In February 2021, just three months after I joined Capital One, we faced a challenge: redesign the 7-year-old Auto Navigator experience in 10 weeks for the product's first national marketing campaign.

Some of what you’re going to read here might be the standard way of working at some companies, but at Capital One it was a significant change.

A new way of working:

Business as usual wouldn’t help us hit this deadline. Design rarely took the time to understand how their designs impacted Engineering (any back end change required significant work). Engineering would wait for 100% final designs, Product would cut scope to hit deadlines. And Legal and Marketing, reviewing at the very end, often required changes, causing rework and delays.

Getting all of these teams involved earlier and more often was critical.

What I did:

Defined the scope:

We focused on front end changes only. This was the only way to launch a significantly improved user experience in 10 weeks.

We wireframed ideas quickly, so Engineering could help us understand which design decisions would result in back end changes.

Understanding our underlying tech was arguably the most important change to our process.

We set our focus on information hierarchy, UI design, natural-looking imagery, and copy improvements.

Aligned everyone early:

I identified key stakeholders, created a clear timeline with overlapping tasks and checkpoints, established a RACI, and set up structured reviews.

Created shared design principles:

I developed three principles that aligned Design, Product, Marketing, and Engineering on how we'd talk about and build the product:

  • Real: Real rates, real customers, real leads (expressed through natural photography)

  • Friendly: Car buying is stressful (expressed through soft shadows, rounded corners, helpful 7th-grade reading level copy)

  • Accessible: Better for all users, not just those with disabilities (expressed through standards and simple explanations)

These weren't just design principles - they were decision-making tools for everyone.

Changed how we worked:

I moved engineering from "waiting for 100% final designs" to "start building at 70% final" - all major decisions locked (layout, features), with 30% remaining for visual polish. This required building trust that designers wouldn't change their minds on the fundamentals.

I scheduled recurring weekly reviews instead of waiting until we were "ready." This kept us moving forward without getting too far ahead without feedback.

I leaned heavily on years of existing research and customer insights - we didn't need to research every decision because we already knew the pain points. We just needed to solve them.

Facilitated and led:

As facilitator, I translated design ideas to stakeholders in their language - not pixels and fonts, but trust, usability, clarity, conversion. I let designers run the show while providing context and unblocking when needed.

As leader, I saw the big picture. When a designer got stuck, I created collaborative "jazz sessions" where designers jumped into the same Figma file and designed together in real-time - no ego, no ownership, just getting to the best solution together. I identified what was working, aligned everyone on direction, and kept focus on agreed-upon scope while pushing the boundaries of what "front-end changes only" could mean.

Navigated the hard parts:

My design leader wanted to push features further than was possible. I had to reel him back and moderate design reviews, reminding everyone of the goal.

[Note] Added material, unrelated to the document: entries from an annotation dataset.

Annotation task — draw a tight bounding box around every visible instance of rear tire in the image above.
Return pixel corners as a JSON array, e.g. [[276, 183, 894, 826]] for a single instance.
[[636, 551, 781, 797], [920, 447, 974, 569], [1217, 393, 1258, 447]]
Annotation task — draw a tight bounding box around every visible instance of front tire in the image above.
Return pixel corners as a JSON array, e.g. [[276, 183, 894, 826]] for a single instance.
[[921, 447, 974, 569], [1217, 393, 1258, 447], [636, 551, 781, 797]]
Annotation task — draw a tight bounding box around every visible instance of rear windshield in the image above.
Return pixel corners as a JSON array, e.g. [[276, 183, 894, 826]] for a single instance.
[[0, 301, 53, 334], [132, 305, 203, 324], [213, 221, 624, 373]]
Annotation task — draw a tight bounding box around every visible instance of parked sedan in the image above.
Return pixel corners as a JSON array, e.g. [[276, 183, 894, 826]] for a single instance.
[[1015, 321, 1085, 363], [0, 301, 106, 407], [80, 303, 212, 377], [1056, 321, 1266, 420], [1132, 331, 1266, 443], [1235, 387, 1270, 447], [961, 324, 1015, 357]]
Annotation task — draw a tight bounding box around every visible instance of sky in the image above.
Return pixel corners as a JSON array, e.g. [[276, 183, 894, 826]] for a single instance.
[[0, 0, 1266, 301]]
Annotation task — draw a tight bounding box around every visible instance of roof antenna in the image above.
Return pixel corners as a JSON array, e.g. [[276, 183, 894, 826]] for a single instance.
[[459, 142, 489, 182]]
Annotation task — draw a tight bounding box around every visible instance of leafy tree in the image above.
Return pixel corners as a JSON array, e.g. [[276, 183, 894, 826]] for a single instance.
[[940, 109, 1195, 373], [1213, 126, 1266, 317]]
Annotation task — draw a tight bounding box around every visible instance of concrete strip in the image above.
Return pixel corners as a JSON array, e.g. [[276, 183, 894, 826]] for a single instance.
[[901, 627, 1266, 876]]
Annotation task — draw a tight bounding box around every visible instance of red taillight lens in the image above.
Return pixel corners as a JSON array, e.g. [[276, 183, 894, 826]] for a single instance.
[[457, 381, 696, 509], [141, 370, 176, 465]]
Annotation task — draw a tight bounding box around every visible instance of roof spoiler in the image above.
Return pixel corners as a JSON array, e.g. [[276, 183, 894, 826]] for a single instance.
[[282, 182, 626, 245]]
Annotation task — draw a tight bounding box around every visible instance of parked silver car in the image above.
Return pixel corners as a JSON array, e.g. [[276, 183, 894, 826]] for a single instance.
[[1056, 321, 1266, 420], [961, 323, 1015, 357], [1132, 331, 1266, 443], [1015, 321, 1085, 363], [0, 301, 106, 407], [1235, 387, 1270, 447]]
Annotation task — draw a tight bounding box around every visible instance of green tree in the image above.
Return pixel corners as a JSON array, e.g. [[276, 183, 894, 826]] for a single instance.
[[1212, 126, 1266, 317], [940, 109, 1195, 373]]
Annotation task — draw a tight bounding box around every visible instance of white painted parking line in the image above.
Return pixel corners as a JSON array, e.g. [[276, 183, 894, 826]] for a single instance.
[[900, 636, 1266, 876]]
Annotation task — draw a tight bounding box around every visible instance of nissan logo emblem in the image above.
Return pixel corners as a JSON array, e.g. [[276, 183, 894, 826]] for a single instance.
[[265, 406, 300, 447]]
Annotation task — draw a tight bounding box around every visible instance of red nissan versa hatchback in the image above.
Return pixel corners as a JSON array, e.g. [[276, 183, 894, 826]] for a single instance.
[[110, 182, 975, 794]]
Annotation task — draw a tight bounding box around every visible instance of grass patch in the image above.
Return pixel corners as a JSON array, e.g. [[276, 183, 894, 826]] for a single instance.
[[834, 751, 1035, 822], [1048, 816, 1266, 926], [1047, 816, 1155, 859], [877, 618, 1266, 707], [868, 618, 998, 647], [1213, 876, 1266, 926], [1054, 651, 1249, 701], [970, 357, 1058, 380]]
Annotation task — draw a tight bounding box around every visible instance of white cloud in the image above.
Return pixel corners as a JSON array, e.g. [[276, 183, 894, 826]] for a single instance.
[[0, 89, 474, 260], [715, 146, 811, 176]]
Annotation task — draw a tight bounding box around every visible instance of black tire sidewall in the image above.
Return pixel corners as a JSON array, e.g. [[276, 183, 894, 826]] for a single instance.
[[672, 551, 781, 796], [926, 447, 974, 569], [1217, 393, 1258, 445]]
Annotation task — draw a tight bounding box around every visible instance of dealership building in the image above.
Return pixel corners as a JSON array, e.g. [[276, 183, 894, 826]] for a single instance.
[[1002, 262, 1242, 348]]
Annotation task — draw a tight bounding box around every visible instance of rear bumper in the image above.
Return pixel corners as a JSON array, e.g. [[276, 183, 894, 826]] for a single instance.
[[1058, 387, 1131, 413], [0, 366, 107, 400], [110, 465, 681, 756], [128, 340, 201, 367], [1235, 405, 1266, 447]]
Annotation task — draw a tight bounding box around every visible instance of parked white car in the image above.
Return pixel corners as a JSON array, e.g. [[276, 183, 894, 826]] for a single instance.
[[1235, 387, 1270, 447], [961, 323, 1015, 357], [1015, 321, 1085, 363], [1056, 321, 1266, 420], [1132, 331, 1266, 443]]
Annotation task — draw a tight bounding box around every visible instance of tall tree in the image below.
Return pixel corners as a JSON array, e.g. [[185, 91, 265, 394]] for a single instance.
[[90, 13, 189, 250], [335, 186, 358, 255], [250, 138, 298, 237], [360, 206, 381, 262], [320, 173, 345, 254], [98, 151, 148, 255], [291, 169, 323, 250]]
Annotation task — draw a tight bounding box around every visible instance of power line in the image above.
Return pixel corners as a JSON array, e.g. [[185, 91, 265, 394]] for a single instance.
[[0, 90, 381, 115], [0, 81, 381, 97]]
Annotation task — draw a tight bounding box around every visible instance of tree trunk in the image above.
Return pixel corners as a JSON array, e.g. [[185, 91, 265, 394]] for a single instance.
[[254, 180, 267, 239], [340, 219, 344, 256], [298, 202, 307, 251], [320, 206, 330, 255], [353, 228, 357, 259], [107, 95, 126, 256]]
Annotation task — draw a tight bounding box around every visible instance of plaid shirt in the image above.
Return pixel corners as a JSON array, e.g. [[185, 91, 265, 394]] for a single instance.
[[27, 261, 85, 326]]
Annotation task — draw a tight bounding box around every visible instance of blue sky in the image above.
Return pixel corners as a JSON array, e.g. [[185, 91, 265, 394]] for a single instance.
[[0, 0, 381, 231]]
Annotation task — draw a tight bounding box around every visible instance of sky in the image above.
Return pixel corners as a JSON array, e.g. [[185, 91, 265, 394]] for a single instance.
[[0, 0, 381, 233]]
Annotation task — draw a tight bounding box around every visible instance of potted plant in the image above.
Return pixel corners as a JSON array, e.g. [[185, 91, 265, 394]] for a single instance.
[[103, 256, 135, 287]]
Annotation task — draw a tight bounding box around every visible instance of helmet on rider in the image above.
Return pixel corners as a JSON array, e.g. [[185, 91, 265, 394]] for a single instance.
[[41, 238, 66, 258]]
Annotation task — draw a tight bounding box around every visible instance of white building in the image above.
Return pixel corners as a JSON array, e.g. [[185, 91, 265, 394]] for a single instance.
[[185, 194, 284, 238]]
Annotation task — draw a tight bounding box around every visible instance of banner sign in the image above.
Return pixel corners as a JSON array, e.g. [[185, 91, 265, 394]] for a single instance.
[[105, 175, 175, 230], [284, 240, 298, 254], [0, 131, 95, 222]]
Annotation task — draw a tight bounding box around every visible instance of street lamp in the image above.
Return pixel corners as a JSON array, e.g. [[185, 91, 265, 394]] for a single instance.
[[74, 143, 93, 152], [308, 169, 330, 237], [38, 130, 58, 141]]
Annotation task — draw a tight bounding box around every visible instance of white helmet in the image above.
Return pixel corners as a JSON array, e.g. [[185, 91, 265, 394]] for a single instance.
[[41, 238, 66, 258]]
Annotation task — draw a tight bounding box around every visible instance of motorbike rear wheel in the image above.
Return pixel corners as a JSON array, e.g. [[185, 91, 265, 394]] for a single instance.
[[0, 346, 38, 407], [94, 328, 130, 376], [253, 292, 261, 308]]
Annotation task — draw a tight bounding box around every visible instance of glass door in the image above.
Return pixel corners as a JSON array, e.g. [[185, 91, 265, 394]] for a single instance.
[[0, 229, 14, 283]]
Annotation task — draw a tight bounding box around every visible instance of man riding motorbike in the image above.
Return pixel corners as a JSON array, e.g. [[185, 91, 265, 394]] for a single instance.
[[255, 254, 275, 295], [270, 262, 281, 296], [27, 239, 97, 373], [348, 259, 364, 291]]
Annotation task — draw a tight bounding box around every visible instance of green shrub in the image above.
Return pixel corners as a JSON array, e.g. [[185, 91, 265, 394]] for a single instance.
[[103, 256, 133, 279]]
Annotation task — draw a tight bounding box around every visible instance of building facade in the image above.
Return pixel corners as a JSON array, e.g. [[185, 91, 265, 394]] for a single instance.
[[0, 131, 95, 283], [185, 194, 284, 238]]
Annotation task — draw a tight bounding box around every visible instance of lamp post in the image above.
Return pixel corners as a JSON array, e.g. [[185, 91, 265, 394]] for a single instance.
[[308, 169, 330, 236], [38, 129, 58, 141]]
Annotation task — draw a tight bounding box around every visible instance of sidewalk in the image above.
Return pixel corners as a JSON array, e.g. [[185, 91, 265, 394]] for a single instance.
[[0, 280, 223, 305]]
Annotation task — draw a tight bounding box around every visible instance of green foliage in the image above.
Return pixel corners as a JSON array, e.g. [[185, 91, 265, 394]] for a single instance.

Engineering struggled to adapt to giving creative feedback and accepting incomplete designs. This required patience, discussion, and trust-building - showing them through consistent follow-through that designers would keep commitments.


The results:

The redesign lifted every conversion funnel metric:

  • Funded loans: +4.5%

  • Searches: +16%

  • Customers saving cars: +20%

  • Saved cars per customer: +3x

  • Completed applications: +13%

We delivered on time. We capitalized on the marketing campaign. And Design, Product, Engineering, Legal, and Marketing were working more collaboratively than they ever had before.